There is so much to this book, it’s hard to boil it down in a review. (I found myself rereading and marking lines on page after page, and I handwrote six pages of notes upon completing it.) By summarizing dozens of psychological studies, presenting scores of anecdotes and stories about real people, and sharing many of her own thoughts and insights on the differences between happiness and meaning, Smith ultimately brings the reader to the simplest of revelations.

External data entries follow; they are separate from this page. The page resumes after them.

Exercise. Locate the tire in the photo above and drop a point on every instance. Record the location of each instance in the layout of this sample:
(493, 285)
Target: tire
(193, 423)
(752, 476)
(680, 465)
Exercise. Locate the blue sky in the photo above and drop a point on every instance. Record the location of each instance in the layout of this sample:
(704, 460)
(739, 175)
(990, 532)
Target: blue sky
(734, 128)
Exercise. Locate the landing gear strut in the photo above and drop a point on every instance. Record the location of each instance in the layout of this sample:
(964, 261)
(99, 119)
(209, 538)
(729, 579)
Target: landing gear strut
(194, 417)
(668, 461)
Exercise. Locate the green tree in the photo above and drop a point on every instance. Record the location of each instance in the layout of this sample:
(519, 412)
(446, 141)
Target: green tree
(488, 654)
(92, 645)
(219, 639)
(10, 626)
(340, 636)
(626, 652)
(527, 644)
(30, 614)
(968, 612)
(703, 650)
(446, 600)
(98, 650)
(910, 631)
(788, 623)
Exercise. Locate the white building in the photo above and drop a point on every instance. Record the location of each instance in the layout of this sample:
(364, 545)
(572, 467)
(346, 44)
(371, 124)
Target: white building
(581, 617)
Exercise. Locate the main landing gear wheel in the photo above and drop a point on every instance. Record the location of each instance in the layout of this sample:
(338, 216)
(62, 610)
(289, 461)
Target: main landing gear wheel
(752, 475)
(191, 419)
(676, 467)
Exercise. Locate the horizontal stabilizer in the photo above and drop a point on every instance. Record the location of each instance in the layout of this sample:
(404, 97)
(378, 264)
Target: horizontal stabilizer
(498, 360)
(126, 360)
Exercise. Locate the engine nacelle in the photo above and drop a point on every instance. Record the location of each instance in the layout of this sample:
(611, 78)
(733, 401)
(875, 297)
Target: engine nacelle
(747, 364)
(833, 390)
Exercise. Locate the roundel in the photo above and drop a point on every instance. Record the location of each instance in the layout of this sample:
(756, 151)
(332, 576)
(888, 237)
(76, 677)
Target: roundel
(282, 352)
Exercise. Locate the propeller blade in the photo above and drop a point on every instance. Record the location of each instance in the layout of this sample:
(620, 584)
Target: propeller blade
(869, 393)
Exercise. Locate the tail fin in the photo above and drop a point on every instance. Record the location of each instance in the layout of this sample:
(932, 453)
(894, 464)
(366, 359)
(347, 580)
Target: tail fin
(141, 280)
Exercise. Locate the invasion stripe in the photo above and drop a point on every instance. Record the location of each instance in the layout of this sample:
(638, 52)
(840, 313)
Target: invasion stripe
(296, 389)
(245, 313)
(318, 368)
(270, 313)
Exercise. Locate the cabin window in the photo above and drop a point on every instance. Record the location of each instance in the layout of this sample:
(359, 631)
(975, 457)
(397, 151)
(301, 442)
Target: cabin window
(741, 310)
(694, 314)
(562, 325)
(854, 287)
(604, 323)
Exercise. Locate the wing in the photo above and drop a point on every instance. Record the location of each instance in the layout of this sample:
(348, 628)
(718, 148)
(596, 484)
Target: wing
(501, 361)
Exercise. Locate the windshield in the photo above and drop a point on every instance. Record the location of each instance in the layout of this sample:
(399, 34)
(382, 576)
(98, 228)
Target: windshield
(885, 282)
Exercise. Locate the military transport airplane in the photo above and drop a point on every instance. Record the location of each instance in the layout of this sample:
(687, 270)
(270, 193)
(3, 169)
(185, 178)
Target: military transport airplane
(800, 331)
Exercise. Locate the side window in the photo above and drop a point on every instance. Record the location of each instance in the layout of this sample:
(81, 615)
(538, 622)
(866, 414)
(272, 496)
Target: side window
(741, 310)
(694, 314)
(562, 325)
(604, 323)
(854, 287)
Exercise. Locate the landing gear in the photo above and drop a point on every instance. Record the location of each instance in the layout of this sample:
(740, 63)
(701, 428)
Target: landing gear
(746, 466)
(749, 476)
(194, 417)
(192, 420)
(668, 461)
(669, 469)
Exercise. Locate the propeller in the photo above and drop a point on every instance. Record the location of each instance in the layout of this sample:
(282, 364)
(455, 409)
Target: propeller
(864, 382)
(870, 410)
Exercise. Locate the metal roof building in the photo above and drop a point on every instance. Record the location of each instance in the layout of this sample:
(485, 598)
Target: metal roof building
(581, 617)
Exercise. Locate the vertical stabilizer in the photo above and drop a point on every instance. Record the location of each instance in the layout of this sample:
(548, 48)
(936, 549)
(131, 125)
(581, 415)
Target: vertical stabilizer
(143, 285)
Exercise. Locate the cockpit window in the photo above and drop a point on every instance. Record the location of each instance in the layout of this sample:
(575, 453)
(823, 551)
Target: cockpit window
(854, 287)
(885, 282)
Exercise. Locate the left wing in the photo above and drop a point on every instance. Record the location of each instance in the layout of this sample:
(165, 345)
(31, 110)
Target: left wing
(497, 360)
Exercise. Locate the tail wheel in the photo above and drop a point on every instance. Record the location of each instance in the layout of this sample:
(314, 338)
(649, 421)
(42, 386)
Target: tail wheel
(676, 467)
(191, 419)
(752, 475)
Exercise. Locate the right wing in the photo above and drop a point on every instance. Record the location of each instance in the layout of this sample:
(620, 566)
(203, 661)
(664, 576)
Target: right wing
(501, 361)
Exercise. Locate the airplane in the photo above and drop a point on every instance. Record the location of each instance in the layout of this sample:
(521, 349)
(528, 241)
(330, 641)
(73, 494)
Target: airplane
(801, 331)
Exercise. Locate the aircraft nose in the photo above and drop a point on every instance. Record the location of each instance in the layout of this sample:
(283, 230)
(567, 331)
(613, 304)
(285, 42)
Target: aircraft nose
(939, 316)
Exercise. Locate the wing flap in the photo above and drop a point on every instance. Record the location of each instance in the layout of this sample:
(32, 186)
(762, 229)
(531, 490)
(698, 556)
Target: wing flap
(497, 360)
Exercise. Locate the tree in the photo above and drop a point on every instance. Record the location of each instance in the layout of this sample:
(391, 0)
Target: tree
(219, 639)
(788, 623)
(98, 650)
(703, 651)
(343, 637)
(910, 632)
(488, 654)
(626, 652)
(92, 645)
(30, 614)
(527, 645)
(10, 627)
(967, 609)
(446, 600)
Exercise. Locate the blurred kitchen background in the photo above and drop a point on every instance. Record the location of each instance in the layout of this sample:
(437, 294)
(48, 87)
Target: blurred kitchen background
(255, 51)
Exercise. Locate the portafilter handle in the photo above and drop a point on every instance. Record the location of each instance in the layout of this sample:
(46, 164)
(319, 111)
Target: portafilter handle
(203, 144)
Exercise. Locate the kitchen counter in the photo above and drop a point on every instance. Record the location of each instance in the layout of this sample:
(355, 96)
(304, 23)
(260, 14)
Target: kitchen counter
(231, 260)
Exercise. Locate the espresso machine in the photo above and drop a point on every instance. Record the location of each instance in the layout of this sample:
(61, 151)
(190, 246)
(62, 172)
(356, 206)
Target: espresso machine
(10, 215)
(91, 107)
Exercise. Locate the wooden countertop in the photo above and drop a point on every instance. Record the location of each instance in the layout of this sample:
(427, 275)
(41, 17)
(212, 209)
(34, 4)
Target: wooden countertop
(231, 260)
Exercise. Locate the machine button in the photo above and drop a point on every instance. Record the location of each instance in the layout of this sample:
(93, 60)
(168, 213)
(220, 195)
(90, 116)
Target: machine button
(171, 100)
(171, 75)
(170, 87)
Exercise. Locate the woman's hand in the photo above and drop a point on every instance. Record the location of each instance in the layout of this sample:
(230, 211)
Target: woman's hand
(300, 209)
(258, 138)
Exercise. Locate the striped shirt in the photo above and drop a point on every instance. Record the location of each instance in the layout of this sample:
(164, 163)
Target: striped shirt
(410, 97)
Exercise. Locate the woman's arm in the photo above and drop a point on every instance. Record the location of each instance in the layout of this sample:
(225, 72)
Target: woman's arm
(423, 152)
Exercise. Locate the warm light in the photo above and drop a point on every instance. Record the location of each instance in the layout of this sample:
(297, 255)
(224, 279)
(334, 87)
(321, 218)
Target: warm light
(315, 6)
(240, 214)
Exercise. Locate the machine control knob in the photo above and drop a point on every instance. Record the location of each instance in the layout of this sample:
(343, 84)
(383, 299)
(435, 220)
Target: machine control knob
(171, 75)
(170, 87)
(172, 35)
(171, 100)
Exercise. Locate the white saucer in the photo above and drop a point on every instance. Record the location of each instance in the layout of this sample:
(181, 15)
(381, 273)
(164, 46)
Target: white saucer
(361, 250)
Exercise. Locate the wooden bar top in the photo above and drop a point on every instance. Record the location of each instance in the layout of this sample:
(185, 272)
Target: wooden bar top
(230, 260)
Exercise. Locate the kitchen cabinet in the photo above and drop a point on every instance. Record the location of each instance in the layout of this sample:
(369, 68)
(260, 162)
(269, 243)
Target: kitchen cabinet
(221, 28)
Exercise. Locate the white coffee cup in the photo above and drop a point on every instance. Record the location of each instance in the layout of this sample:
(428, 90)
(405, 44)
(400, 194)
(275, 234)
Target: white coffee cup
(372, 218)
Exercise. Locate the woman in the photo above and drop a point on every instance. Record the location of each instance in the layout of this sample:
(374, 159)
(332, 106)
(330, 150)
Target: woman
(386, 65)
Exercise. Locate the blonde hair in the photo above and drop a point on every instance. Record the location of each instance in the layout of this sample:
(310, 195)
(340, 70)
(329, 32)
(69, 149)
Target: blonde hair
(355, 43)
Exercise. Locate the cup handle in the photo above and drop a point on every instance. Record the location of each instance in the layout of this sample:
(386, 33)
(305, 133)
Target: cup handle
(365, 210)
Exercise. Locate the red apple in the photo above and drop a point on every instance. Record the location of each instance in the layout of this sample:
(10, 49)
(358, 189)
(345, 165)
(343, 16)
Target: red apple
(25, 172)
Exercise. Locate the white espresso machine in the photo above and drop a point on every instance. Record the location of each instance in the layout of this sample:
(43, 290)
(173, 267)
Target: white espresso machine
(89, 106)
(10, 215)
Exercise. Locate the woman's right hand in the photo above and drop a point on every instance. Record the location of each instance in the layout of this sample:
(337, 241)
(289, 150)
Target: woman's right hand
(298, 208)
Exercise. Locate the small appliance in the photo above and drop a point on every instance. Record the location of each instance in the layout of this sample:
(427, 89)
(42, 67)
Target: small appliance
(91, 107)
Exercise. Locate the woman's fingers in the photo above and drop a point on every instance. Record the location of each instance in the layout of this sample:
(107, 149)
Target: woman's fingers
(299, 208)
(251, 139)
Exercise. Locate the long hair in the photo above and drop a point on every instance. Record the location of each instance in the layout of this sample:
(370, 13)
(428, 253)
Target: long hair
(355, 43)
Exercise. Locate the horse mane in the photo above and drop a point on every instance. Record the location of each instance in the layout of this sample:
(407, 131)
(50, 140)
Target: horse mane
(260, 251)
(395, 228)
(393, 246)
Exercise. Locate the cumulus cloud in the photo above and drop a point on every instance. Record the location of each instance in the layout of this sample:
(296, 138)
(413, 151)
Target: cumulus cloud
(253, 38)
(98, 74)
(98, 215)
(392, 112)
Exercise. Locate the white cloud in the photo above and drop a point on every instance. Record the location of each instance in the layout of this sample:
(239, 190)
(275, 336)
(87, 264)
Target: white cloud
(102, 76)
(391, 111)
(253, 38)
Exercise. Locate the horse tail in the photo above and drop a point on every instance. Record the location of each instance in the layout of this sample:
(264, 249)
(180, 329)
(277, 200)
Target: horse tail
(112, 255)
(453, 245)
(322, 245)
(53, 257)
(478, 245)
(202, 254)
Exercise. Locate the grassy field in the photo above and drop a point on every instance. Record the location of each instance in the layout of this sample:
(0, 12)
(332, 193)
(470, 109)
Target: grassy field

Belonging, purpose, storytelling and transcendence: these are the four pillars of meaning, and they are accessible to everyone, regardless of religious beliefs, cultural backgrounds or economic status. As someone who has made a living as a professional writer and author, I was particularly struck by the storytelling section. Though it was not surprising to me that story plays a critical role in finding fulfillment in life, it was fascinating to learn the many reasons why (both for the storytellers themselves, as well as for listeners or imbibers of those stories). The author turned to several novels to help illustrate her points – from Middlemarch and The Little Prince to Life of Pi and The Death of Ivan Ilych – as well as numerous memoirs.
I especially liked this point:
“We are all the authors of our own stories and can choose to change the way we are telling them. One of the greatest contributions of psychology and psychotherapy research is the idea that we can edit, revise and interpret the stories we tell about our lives even as we are constrained by the facts.”
And, how we perceive our lives and stories is directly related to whether we ultimately find fulfillment in them.
The sections on belonging, purpose and transcendence are equally fascinating. They are packed with examples of how seeking and finding fulfillment leads to better physical and mental health, helps us overcome traumatic events, and guides us to lasting contentment rather than fleeting happiness.
I highly recommend this book to all who want to expand how they view the world and the people with whom they share it.